Sozialpolitische Vorständin Uta-Micaela Dürig unterstrich, dass mit diesem Engagementpreis besonderes Engagement für und in der Wohlfahrtspflege ausgezeichnet und vor allem auch wertgeschätzt werden solle. Mit dem Medienpreis wolle der Landesverband Baden-Württemberg darüber hinaus bei Journalist*innen für eine Berichterstattung über die Sozialwirtschaft werben: „Über die Arbeit für und mit Menschen unter teils sehr schwierigen  Rahmenbedingungen kann man nicht genug berichten. Unsere 50.000 Ehrenamtlichen und 80.000 Hauptamtlichen sind engagierte, innovative Wohlfahrtsaktivist*innen, die Menschen in Not und schwierigen Situationen unterstützen und die mit ihnen zusammen Perspektiven erarbeiten. Ohne sie wäre unsere Gesellschaft eine andere.“

Seit 75 Jahren ein wachsender innovativer Verband

Seit 75 Jahren gibt es den Paritätischen in Baden-Württemberg. Bei der Gründung 1948 waren Einrichtungen in den Bereichen Gesundheit, Erziehung, Wirtschaftsfürsorge wichtig, in den 60er Jahren kamen mehr Initiativen durch freiwilliges bürgerschaftliches Engagement dazu wie zum Beispiel Elternvereine der Lebenshilfe, Einrichtungen der Vorschulpädagogik, Eltern-Kind-Initiativen, Jugendfarmvereine, Initiativen der extramuralen psychiatrischen Nachsorge, Suchtkrankenhilfe; in den 70er Jahren auch immer mehr Selbsthilfegruppen und Selbsthilfeinitiativen, Frauenhäuser, in den 80er Jahren verstärkt Frauen- und Mädchenprojekte, aber auch Arbeitslosenhilfen und Beschäftigungsinitiativen für langzeitarbeitslose Jugendliche und Erwachsen.
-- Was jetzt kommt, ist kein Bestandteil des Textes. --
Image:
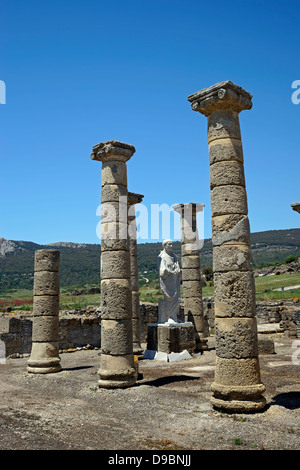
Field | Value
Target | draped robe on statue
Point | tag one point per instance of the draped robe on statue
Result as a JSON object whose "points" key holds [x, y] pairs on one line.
{"points": [[169, 281]]}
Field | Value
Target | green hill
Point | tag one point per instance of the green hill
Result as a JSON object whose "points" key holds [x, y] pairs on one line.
{"points": [[80, 263]]}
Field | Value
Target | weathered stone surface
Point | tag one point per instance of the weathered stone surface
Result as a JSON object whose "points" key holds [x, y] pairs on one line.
{"points": [[237, 382], [116, 337], [113, 193], [193, 306], [221, 150], [47, 260], [232, 258], [230, 228], [236, 337], [192, 289], [237, 375], [115, 265], [222, 95], [172, 338], [234, 294], [45, 353], [116, 299], [113, 173], [46, 305], [228, 200], [113, 151], [113, 212], [116, 366], [45, 329], [222, 124], [114, 236], [191, 274], [188, 262], [227, 173], [46, 283]]}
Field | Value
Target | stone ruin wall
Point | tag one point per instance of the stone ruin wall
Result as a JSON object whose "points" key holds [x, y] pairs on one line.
{"points": [[82, 329]]}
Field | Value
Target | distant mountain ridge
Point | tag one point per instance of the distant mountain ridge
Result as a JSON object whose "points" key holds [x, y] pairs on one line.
{"points": [[80, 262]]}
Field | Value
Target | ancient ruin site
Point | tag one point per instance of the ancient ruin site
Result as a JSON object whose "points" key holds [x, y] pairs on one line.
{"points": [[166, 322]]}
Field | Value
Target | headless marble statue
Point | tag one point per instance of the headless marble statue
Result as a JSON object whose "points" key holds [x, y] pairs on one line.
{"points": [[169, 280]]}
In den 90er und 2000er Jahren haben diese sich auch immer weiter detailliert, es gab innovative Konzepte, die sich auf gesellschaftliche Veränderungen stützen und spezielle Problemlagen stärker adressieren. Bis heute begleiten, betreuen und unterstützen die vielfältigen Paritätischen Trägervereine Menschen in allen Lebenslagen von der Familienplanung, Familienphase, Schule, Ausbildung und Beruf bis hin zu schwierigen Lebensphasen und Krisensituationen, Krankheit, Pflege und Palliativbegleitung.